Does that include all forms of nutrition (ie, Fermaid-O) or just DAP?

Squatchy
12-11-2016, 01:10 AM
All forms. Yeast no longer assimilate anything after that point nutrition wise

bernardsmith
12-11-2016, 12:47 PM
Is there peer reviewed published material that confirms this? Is this something the labs have determined?

Maylar
12-11-2016, 01:12 PM
I asked that question here -

http://www.gotmead.com/forum/showthread.php/26135-where-does-the-9-limit-come-from


and found this reference in those threads -

https://docs.google.com/document/d/11pW-dC91OupCYKX-zld73ckg9ximXwxbmpLFOqv6JEk/edit

bernardsmith
12-11-2016, 02:32 PM
ah... I see. But the claim made on page 11 is made without any citation or any supporting evidence... I am a Scottish skeptic.. and we require hard evidence for any claim to be considered as even provisionally valid. And while I do not pretend to fully (or even partially) understand the other paper cited (posted in the earlier discussion) it looks as though the authors (Leao and van Uden) suggest that when the amount of alcohol is so high that the yeast can no longer transport glucose then it cannot transport ammonia (nitrogen) so does that mean that the yeast itself cannot tolerate the concentration of alcohol? If it does, since when is 9% too high for ale or wine yeasts to operate? I think what I would want to see is something published by the yeast labs that states the limit of their yeasts to assimilate nutrients

fossilcat
12-11-2016, 03:18 PM
I don't think Blount-Elliott says that yeast won't use ANY nutrients after 9% alcohol, only ammonia based nitrogen nutrients. I think he's making a point of distinction here between inorganic and organic nutrient additions, and while doesn't specifically say it, infers that amino acid nitrogen is assimilated by yeast after 9% alcohol by saying that ammonia nitrogen is not. At least, that's how I read it.

caduseus
12-11-2016, 04:01 PM
I don't think Blount-Elliott says that yeast won't use ANY nutrients after 9% alcohol, only ammonia based nitrogen nutrients. I think he's making a point of distinction here between inorganic and organic nutrient additions, and while doesn't specifically say it, infers that amino acid nitrogen is assimilated by yeast after 9% alcohol by saying that ammonia nitrogen is not. At least, that's how I read it.
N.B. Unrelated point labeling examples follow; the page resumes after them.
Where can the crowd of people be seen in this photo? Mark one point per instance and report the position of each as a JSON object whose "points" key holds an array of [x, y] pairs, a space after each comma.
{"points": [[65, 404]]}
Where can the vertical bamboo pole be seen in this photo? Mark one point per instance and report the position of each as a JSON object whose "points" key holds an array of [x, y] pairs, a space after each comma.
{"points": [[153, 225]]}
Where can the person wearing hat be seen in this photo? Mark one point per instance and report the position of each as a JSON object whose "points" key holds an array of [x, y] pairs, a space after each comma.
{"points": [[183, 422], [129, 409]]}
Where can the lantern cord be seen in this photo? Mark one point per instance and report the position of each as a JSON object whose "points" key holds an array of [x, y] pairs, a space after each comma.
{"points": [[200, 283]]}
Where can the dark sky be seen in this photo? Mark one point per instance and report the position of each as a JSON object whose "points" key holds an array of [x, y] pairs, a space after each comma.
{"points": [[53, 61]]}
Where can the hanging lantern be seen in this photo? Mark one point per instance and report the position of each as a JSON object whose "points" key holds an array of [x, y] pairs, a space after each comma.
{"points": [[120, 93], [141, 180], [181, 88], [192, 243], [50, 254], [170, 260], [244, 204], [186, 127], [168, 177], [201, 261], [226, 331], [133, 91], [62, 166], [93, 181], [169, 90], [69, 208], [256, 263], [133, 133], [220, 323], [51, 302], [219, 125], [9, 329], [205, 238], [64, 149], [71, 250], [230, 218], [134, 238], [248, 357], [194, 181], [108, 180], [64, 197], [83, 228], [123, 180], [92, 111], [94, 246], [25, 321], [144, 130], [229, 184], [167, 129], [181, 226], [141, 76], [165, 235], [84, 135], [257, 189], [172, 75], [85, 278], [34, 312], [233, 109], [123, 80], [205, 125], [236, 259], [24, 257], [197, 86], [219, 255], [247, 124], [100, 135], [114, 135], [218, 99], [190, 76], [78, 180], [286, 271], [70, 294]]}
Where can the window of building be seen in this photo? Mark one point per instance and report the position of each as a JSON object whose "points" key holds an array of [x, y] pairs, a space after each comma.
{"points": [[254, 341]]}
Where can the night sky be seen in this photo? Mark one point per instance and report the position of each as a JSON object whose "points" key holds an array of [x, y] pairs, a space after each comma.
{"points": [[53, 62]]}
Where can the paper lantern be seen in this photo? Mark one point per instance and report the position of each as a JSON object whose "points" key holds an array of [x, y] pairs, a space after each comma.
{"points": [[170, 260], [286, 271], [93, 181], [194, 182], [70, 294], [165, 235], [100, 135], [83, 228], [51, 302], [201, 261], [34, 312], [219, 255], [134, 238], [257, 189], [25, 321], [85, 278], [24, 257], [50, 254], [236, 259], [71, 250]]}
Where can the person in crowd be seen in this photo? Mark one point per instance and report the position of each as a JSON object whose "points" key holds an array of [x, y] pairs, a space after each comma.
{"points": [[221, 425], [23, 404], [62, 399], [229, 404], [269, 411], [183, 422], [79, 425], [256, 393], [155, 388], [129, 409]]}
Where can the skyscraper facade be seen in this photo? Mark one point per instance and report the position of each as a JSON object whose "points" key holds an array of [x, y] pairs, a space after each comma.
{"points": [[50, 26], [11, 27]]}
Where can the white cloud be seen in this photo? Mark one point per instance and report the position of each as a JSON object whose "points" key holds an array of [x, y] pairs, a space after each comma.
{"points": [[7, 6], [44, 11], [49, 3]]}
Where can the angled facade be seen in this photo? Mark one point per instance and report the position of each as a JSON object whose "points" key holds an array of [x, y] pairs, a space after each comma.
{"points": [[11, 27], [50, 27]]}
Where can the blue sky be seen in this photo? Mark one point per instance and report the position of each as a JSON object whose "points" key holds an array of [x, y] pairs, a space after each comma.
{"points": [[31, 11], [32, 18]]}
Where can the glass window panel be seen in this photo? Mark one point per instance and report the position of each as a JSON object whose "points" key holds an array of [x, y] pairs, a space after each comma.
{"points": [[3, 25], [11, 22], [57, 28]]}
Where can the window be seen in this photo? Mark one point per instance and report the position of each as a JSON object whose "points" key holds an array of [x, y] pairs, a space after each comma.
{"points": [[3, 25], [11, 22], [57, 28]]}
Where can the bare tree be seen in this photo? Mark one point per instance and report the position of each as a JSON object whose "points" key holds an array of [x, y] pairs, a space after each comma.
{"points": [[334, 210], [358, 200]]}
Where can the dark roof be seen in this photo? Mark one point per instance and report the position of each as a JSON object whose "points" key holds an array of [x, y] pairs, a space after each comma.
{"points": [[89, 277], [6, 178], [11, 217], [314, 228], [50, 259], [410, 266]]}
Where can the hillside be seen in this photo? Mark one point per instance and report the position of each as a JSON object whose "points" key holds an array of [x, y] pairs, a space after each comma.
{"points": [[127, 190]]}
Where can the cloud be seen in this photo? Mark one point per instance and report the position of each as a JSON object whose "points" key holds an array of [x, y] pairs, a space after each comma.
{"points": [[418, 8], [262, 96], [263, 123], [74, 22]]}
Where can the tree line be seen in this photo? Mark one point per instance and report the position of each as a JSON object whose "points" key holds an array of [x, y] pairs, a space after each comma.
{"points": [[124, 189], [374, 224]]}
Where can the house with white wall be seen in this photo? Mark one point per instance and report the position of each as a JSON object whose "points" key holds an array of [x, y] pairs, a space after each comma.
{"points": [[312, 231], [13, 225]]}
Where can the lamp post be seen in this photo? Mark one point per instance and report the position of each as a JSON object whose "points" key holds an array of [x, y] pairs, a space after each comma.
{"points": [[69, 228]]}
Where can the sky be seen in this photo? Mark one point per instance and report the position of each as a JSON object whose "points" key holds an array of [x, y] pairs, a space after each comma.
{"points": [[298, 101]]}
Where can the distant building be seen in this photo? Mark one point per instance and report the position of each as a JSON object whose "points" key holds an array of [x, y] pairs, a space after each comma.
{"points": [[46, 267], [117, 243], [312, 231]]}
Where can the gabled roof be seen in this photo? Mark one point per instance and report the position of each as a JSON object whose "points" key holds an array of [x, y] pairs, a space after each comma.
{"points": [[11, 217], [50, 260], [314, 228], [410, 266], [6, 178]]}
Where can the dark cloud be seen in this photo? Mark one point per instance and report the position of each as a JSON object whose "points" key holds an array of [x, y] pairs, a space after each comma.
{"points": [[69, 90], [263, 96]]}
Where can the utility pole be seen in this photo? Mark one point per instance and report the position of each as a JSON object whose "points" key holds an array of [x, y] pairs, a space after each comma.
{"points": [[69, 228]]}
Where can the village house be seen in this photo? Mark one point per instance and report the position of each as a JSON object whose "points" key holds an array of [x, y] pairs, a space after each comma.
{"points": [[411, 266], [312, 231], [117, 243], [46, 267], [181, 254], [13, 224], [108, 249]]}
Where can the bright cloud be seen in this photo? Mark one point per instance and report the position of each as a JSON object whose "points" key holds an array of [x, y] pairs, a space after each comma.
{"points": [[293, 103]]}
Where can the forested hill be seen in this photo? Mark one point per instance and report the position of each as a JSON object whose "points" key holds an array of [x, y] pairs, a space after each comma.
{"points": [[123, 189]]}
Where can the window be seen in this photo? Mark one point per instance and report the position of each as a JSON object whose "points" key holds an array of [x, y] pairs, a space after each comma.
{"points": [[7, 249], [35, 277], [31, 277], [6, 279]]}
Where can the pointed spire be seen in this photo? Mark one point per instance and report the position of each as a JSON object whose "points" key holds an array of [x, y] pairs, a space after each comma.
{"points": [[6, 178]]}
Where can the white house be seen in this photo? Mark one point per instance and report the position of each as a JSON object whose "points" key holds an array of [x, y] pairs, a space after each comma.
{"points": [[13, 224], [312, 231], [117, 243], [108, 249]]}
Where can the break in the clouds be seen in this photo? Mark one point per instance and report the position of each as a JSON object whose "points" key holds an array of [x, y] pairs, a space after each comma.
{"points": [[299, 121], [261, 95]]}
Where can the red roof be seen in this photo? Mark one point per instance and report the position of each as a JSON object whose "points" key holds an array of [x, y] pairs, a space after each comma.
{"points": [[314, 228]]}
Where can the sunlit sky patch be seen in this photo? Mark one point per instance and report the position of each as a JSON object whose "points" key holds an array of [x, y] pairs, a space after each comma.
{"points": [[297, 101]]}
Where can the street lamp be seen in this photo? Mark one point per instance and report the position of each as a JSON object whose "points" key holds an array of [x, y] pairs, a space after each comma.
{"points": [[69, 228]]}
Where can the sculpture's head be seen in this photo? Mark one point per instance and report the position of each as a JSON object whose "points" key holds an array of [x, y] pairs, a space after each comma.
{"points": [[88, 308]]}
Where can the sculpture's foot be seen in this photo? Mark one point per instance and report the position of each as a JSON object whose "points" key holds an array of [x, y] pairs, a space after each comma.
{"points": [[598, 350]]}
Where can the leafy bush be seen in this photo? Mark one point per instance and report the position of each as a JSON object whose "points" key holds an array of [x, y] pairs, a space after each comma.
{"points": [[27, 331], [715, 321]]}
Based on my limited research I was left with the impression that above 9% only organic nitrogen was assimilated. But by no means am I an expert.

Squatchy
12-11-2016, 05:57 PM
So this guy has forgot more than all of us combined together will ever know.

http://www.yeastwhisperer.com/site/fcce6044e00b4167a8287315e1089e23/default?url=http%3A%2F%2Fyeastwhisperer.com%2FPhot os_Links_and_Info.php#2976

His mead papar page 2 days they stop eating at 10 %. No reference to scientific proof listed but I will contact him tomorrow and get back with an answer

madlionsmith
12-13-2016, 12:32 PM
This is a question I've been wondering for some time. Thanks for looking into it guys. Any more credible links would be appreciated.